Er befreundete den Onkel und den Cousin Julias, die beide Ärtzte waren. Sie sind diejenigen, die Hoffmann über psychologische Krankheiten informierten. Ironischerweise litt Hoffmann unter dieselben psychologischen Krankheiten in seiner Leidenschaft für Julchen. Als Julia sich mit einem Mann, der nur vier Jahre jünger als Hoffmann war, verlobte, war Hoffmann der grösste Kritiker ihrer Beziehung. Eines Nachts, als Julias Bräutigam besoffen wurde, fiel er auf das Gesicht hin, und Hoffmann sagte, dass er unfähig für die Ehe wäre. Die Mutter Julias verbot Hoffmann, Julia zu sehen. Danach schrieb Hoffmann Don Juan (1812), nach Mozarts Oper Don Giovanni (1787), und Nachricht von den neusten Schicksalen des Hundes Berganza (1813), die zum Teil seinen Konflikt mit Julchens Bräutigam zeigten.

Er ging im Jahr 1813 nach Leipzig und Dresden als Kapellmeister. Dort schrieb er Der Magnetiseur (1813), Der goldene Topf (1814), und Die Elixiere des Teufels (1815), alle drei haben auch zum Teil etwas mit Julchen zu tun. Seine Stellung an den neuen Theatern ging auch schlecht, und er wurde wieder arbeitslos. Fast wie vom Schicksal bestimmt, traf er Theodor Hippel, der ihm ein Stellung im Staatsdienst in Berlin anbot. Hoffmann sah die Chance wieder in der Welt der Kunst zu sein, und er nahm es an. Als er 1814 in Berlin ankam, war er schon wegen seiner Fantasiestücke (1814) berühmt. In Berlin schrieb er Nachtstücke (1816, 1817). Sein erster Erfolg als Musiker kam in Berlin. Die Berliner fanden seine Oper Undine (1813) genial. Während Undine auf der Bühne gespielt wurde, ging Hoffmann zum Kammergericht als Rat. Er wollte aber nicht so viel beruflich unternehmen, weil er noch viel mit der Musik und Literatur zu tun haben wollte. Der Erfolg von Undine brachte ihn in die hohe Gesellschaft. In seiner Berlinzeit schrieb er Ein Brief an Foquè (Rat Krespel) (1816) und Die Fermate (1815). Er schrieb auch Kinder-Märchen (1817), in dem Nußknacker und Mäusekönig (1816) und Das fremde Kind (1817) stehen. Dann schrieb er Meister Martin der Küfner und seine Gesellen (1818) die eine historische Geschichte ist. Dann verfasste er einen Krimi, Das Fräulein von Scuderi (1818).

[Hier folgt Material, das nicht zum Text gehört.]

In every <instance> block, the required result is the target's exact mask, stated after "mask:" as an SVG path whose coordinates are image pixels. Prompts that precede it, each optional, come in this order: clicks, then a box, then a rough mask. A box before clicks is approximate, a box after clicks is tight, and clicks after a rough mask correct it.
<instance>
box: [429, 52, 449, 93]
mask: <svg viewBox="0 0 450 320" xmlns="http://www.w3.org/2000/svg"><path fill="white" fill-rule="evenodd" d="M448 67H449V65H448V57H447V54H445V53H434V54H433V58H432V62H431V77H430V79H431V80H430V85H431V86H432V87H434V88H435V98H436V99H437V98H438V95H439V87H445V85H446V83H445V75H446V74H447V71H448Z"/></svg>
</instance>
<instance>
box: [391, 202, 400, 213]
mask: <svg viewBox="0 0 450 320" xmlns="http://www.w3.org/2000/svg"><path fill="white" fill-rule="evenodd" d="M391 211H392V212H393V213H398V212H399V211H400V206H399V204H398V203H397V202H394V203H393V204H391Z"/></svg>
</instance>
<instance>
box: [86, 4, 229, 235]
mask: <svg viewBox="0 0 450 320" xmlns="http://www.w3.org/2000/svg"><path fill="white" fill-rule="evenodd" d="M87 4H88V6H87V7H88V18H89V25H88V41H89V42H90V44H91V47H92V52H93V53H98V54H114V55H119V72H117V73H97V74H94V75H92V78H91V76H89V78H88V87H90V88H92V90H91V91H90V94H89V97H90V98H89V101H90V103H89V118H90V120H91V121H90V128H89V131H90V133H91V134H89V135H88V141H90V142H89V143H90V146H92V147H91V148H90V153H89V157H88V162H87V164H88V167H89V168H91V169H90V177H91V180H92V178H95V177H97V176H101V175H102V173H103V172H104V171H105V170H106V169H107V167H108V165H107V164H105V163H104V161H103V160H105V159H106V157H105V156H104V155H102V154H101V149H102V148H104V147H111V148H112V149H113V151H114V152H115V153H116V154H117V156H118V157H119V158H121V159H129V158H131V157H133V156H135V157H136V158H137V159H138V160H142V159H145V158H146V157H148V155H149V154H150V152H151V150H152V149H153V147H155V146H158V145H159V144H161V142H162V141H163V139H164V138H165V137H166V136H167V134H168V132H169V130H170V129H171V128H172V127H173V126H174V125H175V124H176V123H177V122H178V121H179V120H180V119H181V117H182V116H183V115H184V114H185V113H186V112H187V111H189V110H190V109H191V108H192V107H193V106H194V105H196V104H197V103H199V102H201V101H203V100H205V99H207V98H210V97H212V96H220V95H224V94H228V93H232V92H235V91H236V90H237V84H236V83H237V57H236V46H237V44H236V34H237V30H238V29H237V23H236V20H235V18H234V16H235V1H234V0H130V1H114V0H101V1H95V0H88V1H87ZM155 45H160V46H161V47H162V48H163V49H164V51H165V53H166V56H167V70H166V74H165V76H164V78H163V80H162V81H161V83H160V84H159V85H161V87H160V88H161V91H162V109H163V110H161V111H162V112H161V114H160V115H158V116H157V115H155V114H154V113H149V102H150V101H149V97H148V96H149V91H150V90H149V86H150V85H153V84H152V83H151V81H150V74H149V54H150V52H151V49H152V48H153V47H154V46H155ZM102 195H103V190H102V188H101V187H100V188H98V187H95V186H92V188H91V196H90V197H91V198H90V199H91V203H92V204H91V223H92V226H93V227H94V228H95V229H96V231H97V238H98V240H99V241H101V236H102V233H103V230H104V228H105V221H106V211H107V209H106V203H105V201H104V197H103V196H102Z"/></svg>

Im Jahr 1819 schrieb Hoffmann satirisch in seinem autobiographischen Stück Lebensansichten des Katers Murr (1819, 1821) über die absolutistische Regierung, die wieder in Deutschland nach Napoleon zurückkam. Die Geschichten Die Brautwahl (1818), Die Geheimnisse (1821), Irrungen (1820), Die Königsbraut (1821), und Meister Floh (1822) sind auch Satire gegen die Regierung. Er schrieb später Prinzessin Brambilla (1820), Die Doppeltgänger (1822), Haimatochare (1819) und Datura fastuosa (1821) die alle noch satirisch sind, aber erotischer, wie seine früheren Werke.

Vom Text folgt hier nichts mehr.